Wow, that's such a good idea. And I can't believe the price you picked it up for. With my budget, I'll have to wait until one hits the thrift stores, which should only be a couple of years.


----------



## Pumpkin5 (Aug 8, 2010)

imthegoddess said:


> Bought this at costco for $50+ this weekend. Here is a photo from Amazon's website where it is $98.99. Same exact box and all. Just missed out on this last year. I think it will make the beginning of a great witch cauldron. It even has a hole in the side for power and fog. it's about 20 X 11.
> Amazon.com: Brass Bird Hose Pot, Removable lid with solid brass bird handle, Cooper plated: Patio, Lawn & Garden


:jol:Very NICE FIND! So are you going to make a Cauldron Creep (or Creepette) to go with this great Witch Pot?  It is a perfect design for the fog and the electrical to go through...


----------



## imthegoddess (Feb 3, 2012)

Pumpkin5 said:


> :jol:Very NICE FIND! So are you going to make a Cauldron Creep (or Creepette) to go with this great Witch Pot?  It is a perfect design for the fog and the electrical to go through...


That's what I was planning. I thought the same thing about the holes


----------



## Onewish1 (Aug 4, 2012)

way smaller than the one you posted.. but still neat
http://www.mileskimball.com/mileskimball/displayitem.aspx?tid=_mileskimball&id=345028&icmp=search


----------



## imthegoddess (Feb 3, 2012)

Onewish1 said:


> way smaller than the one you posted.. but still neat
> http://www.mileskimball.com/mileskimball/displayitem.aspx?tid=_mileskimball&id=345028&icmp=search


That would still be cool in a witch scene.


----------



## Bethene (Jan 19, 2008)

that is going to make such a cool cauldron,, I have a plastic black one,, not nearly so cool!!!!


----------



## tomas21 (Aug 6, 2013)

imthegoddess said:


> Bought this at costco for $50+ this weekend.

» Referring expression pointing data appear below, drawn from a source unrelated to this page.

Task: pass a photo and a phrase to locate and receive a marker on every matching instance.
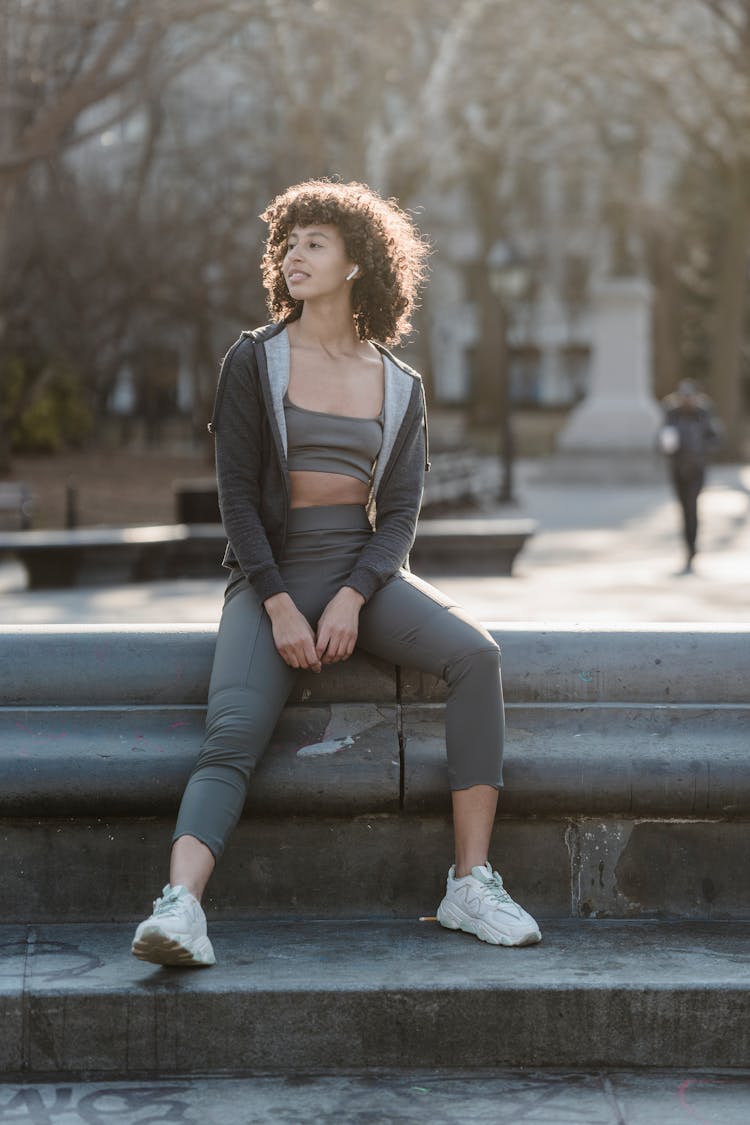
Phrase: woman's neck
(330, 327)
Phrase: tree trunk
(730, 313)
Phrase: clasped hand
(336, 632)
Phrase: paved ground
(602, 555)
(439, 1098)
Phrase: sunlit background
(554, 152)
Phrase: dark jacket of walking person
(689, 435)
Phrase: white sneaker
(479, 905)
(175, 933)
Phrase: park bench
(102, 556)
(17, 503)
(624, 827)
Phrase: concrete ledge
(346, 759)
(332, 995)
(87, 665)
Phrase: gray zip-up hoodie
(253, 477)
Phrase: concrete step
(343, 996)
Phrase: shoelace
(495, 890)
(166, 905)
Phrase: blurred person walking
(689, 435)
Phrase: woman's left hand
(339, 626)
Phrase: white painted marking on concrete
(331, 746)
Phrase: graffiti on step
(65, 1105)
(48, 961)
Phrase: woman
(321, 452)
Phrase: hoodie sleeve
(238, 424)
(397, 506)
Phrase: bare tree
(72, 69)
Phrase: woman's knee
(238, 725)
(481, 658)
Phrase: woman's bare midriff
(318, 489)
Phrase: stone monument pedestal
(611, 435)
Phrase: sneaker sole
(160, 950)
(455, 919)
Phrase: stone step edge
(369, 993)
(541, 663)
(634, 761)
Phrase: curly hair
(378, 235)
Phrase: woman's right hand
(292, 636)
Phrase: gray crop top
(319, 442)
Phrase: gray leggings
(406, 622)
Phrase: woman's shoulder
(399, 366)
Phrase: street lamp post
(508, 278)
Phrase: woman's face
(316, 263)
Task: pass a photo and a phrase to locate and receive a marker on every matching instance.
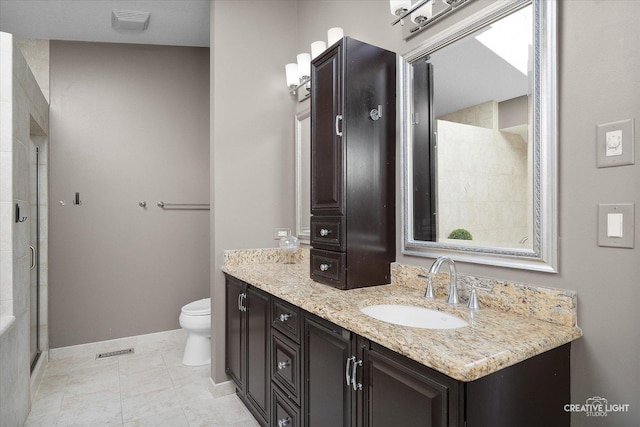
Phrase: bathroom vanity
(307, 356)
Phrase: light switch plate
(606, 214)
(279, 233)
(615, 144)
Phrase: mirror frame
(544, 253)
(303, 236)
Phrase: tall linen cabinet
(353, 132)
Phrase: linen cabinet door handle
(354, 381)
(241, 298)
(347, 372)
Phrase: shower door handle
(33, 257)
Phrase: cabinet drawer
(327, 232)
(284, 414)
(286, 319)
(329, 267)
(285, 366)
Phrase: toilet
(195, 318)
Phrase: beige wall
(23, 109)
(252, 118)
(128, 123)
(598, 83)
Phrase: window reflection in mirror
(479, 139)
(473, 172)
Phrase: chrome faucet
(453, 291)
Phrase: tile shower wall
(23, 108)
(490, 196)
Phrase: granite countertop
(494, 339)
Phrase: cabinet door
(328, 401)
(327, 157)
(258, 354)
(400, 392)
(235, 335)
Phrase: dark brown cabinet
(328, 353)
(248, 326)
(398, 391)
(292, 368)
(353, 165)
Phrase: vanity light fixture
(317, 48)
(299, 74)
(304, 66)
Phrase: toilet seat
(201, 307)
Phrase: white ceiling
(172, 22)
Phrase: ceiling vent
(129, 19)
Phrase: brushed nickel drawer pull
(284, 364)
(284, 317)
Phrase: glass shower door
(34, 231)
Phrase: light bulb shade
(398, 7)
(423, 13)
(317, 48)
(334, 34)
(291, 71)
(304, 65)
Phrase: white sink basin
(417, 317)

Here is a photo from Amazon's website where it is $98.99. Same exact box and all. Just missed out on this last year. I think it will make the beginning of a great witch cauldron. It even has a hole in the side for power and fog. it's about 20 X 11.
> Amazon.com: Brass Bird Hose Pot, Removable lid with solid brass bird handle, Cooper plated: Patio, Lawn & Garden


Do you recall the item number at Costco for this unit?


----------